A call for cookery lessons to be made compulsory has been made by a member of Nottingham City Council’s Bulwell and Bulwell Forest Area Committee.
Reg Knowles, representing Bulwell’s Bradford Street Allotments, was commenting on a city health profile which was presented at a meeting of the committee.
This claimed that 57.3 per cent of adults, amounting to six out of 10, in the Bulwell council ward were estimated to be overweight, compared with the city ward average of 47.3 per cent. Mr Knowles said the popularity of fast food contributed to obesity and indicated that many people did not know how to cook and this was something which urgently needed to be addressed.
He said confusion over food scares made people feel ‘very cynical’. One example was a claim by experts that guidelines telling millions of people to avoid butter and full-fat milk should never have been introduced.
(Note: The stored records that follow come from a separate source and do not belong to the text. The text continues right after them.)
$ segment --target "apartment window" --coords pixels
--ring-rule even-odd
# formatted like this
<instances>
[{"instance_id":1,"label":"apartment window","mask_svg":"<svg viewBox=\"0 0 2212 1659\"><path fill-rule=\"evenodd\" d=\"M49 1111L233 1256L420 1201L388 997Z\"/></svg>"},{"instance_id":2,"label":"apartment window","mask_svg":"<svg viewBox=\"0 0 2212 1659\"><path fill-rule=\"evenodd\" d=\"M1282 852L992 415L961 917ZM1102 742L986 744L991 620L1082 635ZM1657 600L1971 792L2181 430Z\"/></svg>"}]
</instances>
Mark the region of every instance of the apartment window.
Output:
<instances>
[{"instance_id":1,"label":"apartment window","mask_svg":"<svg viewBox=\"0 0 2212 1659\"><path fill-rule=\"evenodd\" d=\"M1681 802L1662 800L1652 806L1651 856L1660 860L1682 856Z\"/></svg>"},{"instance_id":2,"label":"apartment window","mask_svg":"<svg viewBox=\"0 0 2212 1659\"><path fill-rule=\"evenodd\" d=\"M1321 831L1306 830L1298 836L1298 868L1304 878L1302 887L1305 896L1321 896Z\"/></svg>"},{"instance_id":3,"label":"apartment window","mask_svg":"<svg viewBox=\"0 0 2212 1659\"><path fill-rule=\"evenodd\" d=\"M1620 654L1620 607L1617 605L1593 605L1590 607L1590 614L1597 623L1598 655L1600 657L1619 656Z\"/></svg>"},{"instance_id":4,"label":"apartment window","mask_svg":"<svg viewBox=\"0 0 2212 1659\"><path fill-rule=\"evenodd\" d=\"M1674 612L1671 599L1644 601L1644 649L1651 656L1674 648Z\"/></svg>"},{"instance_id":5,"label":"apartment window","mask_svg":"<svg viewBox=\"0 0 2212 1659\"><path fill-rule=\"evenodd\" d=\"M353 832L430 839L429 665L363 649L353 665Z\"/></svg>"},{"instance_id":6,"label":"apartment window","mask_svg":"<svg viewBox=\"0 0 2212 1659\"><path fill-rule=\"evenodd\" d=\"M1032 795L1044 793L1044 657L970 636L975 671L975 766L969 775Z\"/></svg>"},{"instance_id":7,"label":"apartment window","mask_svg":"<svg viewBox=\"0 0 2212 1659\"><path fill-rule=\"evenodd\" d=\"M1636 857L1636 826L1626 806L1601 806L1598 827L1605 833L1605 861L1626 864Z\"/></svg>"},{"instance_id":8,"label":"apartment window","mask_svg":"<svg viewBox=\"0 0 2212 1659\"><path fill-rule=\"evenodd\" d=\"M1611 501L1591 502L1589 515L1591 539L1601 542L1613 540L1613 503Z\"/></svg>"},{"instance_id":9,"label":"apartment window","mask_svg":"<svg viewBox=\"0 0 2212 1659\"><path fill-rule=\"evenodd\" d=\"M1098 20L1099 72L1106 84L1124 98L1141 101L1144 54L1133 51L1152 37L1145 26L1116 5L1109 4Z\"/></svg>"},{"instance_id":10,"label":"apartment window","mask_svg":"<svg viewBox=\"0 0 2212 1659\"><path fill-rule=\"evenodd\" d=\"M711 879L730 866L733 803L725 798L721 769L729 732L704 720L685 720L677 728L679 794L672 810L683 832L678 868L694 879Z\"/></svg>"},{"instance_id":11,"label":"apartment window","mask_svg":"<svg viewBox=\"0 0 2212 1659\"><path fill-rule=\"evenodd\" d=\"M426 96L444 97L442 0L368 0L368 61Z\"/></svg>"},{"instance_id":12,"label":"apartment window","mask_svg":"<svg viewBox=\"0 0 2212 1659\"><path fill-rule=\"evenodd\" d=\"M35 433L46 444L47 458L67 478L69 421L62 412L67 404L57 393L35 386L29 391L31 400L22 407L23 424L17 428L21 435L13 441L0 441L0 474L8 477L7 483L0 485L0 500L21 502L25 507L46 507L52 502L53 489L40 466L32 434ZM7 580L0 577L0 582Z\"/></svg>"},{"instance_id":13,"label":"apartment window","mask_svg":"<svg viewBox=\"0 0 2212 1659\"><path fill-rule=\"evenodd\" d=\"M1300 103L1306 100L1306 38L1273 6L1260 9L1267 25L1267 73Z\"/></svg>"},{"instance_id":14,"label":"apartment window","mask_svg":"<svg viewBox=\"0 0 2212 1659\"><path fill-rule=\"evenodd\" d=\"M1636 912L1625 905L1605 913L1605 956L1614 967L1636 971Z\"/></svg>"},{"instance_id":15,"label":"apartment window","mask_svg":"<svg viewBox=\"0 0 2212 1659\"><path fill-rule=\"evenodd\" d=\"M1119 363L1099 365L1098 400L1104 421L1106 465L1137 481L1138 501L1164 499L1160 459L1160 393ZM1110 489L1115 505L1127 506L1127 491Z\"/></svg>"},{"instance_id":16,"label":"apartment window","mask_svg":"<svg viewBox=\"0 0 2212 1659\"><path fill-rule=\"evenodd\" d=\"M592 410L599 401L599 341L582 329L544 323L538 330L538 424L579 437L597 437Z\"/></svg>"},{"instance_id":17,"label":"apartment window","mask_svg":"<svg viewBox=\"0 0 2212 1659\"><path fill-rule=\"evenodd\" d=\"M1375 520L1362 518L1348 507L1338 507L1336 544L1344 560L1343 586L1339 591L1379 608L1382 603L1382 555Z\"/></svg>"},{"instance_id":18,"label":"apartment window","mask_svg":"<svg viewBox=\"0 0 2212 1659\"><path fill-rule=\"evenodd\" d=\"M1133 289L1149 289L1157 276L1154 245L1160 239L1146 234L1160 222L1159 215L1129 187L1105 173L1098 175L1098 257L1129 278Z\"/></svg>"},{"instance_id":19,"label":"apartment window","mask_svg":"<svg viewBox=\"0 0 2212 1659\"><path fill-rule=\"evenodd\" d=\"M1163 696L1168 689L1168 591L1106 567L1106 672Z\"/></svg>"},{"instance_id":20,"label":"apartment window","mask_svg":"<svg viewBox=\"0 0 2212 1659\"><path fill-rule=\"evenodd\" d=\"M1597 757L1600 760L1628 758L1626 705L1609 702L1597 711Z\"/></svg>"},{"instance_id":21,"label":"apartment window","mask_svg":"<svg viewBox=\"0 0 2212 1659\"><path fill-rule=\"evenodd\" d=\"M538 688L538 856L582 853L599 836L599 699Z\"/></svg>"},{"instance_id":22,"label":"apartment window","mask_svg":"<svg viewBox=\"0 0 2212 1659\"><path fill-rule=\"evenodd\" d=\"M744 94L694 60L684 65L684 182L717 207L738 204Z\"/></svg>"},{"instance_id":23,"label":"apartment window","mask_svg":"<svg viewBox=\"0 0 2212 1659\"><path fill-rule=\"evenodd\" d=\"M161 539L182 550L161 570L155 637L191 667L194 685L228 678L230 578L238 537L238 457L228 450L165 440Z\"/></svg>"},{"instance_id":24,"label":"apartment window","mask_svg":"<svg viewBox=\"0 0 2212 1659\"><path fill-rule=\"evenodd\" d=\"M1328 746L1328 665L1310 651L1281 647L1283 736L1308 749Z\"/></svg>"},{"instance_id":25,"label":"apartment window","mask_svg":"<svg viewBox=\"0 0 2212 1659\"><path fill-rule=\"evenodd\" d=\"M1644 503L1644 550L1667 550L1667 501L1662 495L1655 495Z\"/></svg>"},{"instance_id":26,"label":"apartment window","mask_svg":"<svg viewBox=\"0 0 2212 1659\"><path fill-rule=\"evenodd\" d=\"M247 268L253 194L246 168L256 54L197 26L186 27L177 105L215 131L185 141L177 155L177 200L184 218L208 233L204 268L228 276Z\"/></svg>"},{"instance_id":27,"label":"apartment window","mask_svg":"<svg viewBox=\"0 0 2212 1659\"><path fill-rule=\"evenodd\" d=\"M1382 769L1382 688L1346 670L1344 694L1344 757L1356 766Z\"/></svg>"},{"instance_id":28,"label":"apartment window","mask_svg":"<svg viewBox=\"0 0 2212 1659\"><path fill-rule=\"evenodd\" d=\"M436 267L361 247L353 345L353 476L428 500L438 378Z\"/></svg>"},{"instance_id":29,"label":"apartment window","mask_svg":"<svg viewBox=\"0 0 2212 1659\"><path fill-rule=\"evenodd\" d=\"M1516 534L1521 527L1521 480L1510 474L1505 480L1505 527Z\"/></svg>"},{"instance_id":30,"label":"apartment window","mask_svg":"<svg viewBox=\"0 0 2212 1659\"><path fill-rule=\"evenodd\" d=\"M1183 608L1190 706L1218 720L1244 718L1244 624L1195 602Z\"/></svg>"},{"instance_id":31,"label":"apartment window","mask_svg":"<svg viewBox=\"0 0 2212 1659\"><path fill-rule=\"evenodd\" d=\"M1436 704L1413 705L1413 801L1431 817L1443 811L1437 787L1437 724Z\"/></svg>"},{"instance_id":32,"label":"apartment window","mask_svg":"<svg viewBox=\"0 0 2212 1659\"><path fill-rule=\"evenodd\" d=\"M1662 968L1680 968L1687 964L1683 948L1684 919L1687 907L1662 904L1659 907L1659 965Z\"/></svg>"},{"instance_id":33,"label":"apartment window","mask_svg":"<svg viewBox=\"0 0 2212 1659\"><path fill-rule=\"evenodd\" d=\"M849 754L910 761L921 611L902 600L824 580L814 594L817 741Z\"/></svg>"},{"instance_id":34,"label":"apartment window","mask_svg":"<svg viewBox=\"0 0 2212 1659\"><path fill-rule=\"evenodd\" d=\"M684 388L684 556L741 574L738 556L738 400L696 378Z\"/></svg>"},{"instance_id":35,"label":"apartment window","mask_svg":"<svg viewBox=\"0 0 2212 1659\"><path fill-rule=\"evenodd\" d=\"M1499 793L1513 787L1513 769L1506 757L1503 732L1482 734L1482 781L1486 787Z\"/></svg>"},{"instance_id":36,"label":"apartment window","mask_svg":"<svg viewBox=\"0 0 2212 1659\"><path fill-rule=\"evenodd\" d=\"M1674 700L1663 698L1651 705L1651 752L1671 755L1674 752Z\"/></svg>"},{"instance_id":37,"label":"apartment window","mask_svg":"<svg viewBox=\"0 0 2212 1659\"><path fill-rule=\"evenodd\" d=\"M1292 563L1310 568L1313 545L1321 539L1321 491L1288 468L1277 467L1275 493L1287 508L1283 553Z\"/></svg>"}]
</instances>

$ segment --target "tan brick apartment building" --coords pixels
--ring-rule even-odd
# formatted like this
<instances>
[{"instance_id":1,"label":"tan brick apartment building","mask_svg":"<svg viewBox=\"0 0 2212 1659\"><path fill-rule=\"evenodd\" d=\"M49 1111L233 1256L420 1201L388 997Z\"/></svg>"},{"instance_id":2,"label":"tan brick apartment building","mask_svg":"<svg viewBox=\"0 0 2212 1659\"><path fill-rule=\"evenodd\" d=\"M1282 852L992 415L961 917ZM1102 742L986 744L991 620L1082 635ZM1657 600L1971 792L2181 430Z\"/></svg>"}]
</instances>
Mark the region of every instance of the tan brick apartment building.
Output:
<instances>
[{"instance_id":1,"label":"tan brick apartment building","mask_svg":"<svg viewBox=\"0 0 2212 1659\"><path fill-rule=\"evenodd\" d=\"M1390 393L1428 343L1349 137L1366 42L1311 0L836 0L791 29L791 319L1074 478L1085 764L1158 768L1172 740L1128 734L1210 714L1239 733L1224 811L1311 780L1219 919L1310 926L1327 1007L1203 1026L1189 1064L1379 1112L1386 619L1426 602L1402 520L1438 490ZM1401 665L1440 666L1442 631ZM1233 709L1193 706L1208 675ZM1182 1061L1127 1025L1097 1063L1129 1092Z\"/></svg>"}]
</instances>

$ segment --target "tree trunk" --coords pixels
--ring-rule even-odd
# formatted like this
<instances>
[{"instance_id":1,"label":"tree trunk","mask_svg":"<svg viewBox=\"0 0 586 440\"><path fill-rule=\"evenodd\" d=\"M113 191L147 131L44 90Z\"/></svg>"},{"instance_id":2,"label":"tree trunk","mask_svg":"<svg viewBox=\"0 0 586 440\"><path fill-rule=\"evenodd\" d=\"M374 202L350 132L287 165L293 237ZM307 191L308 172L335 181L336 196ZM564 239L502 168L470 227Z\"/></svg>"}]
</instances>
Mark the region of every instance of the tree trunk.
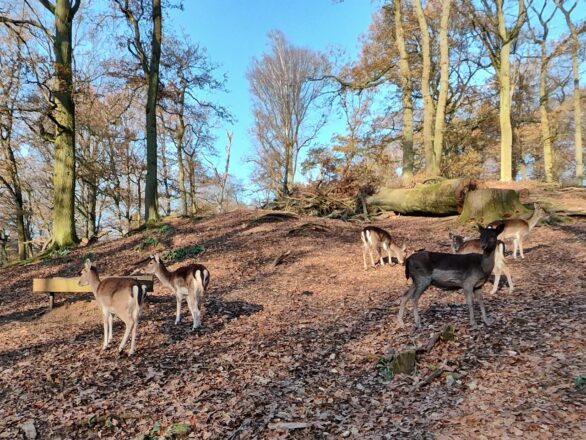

He said visiting children who were shown carrots growing on his allotment had told him they thought these originated from supermarkets.
The report also showed that 36.3 per cent of Bulwell ward residents smoked, which was the second highest figure for city wards. Life expectancy for Bulwell ward males of 74 years was said to be ‘significantly worse’ than the national figure.
Fr Andy Nicolls, of Bulwell Churches Together, said he had seen families ‘fall apart’ through the traumatic effect of long-term illness among children or other stressful situations. Alison Challenger, of Nottingham’s public health team, said it was taking an evidence-based approach to improving the city’s health.